Para peneliti juga melihat pola genetik populasi badak yang baru punah di Semenanjung Malaysia. Temuan menunjukkan, badak ini mengalami peningkatan perkawinan sekerabat yang cepat sebelum kepunahan, yang kemungkinan besar disebabkan populasinya yang kecil.

 

Badak sumatera di Saka Rhino Sumatera, Way Kambas, Lampung. Foto: Rhett Butler/Mongabay

 

Menjawab teka-teki genetik

Para ilmuwan pertama kali mengurutkan seluruh genom badak sumatera pada 2017, menggunakan sampel Ipuh, seekor jantan di Kebun Binatang Cincinnati, induk dari tiga keturunan. Genom Ipuh menunjukkan bahwa spesies tersebut memiliki tingkat keragaman genetik relatif rendah, yang populasi badak sumatera di dunia mencapai puncaknya sekitar 57.800 individu, sejak zaman es terbaru. Setelah itu, populasinya terus menurun.

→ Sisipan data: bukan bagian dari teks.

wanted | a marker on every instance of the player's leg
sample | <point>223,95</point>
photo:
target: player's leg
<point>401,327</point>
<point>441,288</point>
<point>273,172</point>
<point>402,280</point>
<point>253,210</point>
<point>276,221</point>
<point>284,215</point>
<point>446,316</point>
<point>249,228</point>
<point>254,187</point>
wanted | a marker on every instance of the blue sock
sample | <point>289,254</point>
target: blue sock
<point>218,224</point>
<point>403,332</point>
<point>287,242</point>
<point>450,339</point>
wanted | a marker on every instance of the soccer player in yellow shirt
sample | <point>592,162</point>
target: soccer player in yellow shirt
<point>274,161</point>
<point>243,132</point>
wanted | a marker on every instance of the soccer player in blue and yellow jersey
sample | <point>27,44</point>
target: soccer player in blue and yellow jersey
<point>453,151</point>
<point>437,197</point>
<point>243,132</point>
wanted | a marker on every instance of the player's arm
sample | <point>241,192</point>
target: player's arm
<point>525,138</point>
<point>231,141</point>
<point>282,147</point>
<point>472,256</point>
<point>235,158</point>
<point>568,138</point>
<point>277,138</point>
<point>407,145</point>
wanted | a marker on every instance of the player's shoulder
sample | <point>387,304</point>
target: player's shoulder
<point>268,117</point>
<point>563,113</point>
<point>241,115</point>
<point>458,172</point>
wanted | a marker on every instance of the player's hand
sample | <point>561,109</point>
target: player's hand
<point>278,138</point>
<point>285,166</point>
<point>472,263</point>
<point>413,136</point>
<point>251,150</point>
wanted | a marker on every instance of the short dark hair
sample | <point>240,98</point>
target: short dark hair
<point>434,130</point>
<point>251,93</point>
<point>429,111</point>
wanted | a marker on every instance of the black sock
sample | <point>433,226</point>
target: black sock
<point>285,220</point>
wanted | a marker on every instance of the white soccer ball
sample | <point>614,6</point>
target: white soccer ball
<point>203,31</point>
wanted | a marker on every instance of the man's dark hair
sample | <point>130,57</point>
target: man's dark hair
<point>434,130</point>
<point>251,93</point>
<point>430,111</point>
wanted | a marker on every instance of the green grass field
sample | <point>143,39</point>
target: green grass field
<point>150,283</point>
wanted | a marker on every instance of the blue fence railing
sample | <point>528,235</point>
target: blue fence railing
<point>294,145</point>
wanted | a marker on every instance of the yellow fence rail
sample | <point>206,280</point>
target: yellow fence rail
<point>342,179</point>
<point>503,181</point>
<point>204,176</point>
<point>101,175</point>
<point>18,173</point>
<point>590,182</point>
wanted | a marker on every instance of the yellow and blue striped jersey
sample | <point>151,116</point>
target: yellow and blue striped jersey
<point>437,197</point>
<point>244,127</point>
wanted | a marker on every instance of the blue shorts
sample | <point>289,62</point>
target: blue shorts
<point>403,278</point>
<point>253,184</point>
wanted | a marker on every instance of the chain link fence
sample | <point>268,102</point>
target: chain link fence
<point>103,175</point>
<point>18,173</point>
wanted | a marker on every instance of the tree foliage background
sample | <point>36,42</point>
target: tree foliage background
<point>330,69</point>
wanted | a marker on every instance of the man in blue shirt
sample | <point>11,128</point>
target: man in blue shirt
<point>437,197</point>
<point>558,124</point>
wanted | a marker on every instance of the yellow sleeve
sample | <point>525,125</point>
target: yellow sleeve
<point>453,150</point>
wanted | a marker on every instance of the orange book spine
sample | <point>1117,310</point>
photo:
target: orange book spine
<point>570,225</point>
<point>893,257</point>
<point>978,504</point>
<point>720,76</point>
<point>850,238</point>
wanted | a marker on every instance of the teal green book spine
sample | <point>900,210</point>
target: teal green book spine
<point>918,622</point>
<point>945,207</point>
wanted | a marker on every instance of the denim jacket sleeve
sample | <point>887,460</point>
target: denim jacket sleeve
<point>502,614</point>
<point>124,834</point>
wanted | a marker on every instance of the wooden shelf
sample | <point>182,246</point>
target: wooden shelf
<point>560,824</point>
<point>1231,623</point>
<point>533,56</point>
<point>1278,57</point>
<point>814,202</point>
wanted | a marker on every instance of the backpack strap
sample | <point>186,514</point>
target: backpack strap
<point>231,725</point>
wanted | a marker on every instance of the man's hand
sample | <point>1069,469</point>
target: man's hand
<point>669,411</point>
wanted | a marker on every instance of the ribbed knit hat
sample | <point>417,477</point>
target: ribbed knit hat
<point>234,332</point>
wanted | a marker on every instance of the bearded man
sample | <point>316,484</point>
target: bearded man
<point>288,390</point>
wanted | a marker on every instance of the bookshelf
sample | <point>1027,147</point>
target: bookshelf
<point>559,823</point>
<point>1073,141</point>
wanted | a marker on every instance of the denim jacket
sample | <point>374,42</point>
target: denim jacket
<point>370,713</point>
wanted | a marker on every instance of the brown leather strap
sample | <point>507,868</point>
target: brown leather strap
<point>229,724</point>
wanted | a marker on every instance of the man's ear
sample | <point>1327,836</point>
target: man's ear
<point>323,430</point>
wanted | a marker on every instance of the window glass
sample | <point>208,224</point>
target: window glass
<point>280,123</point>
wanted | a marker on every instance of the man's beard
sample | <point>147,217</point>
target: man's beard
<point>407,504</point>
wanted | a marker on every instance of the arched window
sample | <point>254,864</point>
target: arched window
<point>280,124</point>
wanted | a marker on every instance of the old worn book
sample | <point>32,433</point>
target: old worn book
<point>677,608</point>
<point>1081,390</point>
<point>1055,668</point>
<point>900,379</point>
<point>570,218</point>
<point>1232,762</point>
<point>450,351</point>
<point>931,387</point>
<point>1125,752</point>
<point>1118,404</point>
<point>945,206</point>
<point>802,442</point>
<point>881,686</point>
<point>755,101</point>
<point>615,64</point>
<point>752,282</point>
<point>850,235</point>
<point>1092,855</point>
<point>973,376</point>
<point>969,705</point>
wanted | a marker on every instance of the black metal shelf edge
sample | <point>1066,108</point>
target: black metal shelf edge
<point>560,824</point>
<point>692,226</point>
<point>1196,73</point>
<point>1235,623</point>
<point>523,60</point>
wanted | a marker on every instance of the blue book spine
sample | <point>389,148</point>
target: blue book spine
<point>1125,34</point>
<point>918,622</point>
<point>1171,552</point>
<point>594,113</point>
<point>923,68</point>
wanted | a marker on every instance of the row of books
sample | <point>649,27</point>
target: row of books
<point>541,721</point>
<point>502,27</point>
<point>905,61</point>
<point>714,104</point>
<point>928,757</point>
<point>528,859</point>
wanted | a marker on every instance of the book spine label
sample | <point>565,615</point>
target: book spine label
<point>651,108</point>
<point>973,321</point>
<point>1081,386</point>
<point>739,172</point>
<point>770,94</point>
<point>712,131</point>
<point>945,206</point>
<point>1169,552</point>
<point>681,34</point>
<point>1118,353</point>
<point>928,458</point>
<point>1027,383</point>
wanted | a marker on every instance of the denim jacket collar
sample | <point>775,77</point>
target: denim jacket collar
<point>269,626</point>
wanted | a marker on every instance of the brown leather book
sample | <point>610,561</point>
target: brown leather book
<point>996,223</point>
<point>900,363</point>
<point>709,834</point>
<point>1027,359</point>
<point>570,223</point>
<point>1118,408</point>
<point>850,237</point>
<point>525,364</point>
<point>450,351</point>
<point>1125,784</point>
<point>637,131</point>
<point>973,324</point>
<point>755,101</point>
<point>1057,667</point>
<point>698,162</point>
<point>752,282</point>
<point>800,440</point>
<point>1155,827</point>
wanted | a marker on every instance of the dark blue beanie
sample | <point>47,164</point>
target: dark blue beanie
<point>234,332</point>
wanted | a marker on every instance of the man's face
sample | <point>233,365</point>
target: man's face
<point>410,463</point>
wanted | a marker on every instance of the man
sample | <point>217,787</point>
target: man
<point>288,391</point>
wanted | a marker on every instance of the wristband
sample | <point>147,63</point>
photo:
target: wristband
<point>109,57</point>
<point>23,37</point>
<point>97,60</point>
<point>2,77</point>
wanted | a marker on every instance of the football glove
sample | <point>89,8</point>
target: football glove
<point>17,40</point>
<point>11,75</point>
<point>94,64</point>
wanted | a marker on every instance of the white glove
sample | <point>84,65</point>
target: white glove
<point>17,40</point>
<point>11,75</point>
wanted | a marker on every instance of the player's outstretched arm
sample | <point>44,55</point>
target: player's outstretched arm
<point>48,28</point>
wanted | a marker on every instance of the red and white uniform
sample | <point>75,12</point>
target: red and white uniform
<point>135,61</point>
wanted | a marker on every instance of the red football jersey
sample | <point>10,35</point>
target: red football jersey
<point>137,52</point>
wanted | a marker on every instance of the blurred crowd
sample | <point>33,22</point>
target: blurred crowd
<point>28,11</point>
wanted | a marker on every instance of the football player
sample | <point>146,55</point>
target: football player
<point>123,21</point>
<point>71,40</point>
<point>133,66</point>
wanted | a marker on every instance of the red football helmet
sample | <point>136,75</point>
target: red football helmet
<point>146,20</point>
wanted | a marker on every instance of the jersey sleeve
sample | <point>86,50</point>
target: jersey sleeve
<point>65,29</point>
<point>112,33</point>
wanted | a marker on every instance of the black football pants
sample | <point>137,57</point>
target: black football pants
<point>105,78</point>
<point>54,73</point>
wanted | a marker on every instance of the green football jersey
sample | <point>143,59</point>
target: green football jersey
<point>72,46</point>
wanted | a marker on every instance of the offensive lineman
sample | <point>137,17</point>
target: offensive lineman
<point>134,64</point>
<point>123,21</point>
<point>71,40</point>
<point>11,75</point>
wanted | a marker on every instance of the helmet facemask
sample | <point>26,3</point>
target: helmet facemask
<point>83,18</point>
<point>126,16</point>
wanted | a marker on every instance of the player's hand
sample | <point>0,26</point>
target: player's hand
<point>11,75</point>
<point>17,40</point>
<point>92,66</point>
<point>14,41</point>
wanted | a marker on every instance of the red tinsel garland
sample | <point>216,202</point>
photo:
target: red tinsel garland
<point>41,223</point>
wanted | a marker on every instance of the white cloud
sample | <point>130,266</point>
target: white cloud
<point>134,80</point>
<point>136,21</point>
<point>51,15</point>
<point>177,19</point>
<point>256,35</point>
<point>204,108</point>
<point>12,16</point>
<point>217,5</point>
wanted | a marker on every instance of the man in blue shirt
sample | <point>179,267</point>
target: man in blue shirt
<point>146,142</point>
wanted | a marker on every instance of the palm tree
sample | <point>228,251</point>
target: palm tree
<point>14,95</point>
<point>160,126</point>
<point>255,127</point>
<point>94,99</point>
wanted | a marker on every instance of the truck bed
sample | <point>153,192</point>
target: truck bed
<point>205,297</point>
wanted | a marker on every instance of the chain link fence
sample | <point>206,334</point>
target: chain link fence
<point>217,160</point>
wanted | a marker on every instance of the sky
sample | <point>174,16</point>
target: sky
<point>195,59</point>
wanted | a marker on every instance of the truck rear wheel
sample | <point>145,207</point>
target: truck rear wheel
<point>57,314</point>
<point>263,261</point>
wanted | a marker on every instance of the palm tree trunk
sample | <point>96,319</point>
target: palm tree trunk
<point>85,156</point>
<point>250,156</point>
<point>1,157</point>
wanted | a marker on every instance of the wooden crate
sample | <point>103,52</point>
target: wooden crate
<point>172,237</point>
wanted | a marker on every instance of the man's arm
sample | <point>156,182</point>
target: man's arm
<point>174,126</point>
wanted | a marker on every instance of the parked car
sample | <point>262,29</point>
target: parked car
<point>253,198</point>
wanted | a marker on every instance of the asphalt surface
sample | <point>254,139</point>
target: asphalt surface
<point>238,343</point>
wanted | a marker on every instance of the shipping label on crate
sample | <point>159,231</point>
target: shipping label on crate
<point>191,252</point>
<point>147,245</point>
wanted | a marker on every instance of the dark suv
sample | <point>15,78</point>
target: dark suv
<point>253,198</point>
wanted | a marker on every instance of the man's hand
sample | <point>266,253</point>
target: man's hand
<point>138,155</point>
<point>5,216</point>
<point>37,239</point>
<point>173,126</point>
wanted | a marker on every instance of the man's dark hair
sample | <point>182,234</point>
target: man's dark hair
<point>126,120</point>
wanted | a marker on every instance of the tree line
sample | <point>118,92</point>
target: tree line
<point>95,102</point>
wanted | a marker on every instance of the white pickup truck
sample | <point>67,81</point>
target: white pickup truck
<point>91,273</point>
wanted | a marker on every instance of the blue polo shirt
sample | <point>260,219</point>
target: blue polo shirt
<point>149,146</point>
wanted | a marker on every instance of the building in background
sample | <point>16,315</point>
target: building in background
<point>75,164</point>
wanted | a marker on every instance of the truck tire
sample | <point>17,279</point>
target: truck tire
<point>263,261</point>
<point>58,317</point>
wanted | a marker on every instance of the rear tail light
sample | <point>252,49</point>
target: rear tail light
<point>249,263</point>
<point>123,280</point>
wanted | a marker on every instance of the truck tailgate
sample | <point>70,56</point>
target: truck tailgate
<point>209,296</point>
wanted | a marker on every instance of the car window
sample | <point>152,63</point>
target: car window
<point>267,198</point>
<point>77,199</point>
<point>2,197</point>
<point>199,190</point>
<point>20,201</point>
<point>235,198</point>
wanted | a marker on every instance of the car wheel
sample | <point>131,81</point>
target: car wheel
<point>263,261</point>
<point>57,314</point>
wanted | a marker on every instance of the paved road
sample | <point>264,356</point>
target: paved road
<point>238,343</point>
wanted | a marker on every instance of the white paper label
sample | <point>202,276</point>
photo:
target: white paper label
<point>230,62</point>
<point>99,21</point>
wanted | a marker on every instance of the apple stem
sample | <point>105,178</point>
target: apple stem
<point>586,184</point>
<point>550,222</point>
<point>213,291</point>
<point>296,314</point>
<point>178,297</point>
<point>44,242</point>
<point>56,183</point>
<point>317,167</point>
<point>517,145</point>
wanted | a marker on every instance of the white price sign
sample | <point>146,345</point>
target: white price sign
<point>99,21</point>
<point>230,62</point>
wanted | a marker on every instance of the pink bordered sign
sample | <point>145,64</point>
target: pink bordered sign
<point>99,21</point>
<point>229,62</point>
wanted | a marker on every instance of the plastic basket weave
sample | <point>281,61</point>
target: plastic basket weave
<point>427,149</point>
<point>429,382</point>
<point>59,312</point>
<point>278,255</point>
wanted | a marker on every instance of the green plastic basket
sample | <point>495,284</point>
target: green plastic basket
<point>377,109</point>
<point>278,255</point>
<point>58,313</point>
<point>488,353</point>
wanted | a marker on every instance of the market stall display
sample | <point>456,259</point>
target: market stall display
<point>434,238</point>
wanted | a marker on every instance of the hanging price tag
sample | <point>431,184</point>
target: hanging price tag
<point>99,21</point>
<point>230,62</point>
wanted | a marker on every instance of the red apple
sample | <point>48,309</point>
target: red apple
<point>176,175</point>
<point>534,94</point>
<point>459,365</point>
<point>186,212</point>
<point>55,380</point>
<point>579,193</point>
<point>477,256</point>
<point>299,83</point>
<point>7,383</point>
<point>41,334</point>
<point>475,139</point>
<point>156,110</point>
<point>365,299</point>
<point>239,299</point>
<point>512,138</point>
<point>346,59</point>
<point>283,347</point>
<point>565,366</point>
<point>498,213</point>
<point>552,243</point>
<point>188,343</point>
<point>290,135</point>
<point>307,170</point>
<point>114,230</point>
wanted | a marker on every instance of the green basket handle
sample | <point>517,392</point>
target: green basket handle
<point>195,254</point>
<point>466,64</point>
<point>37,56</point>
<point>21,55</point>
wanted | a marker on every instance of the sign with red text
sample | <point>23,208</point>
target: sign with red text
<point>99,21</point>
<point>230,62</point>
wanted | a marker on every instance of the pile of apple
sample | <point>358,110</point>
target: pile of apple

Pada 2017, para peneliti menyampaikan hasil analisis genom DNA mitokondria, tentang kapan tiga subspesies badak sumatera mulai menyimpang. Mereka menemukan, nenek moyang terbaru badak sumatera hidup sekitar 360.000 tahun silam dan subspesies mulai menyimpang sekitar 80.000 tahun lalu, sebagaimana peristiwa biogeografi utama di wilayah Sundaland.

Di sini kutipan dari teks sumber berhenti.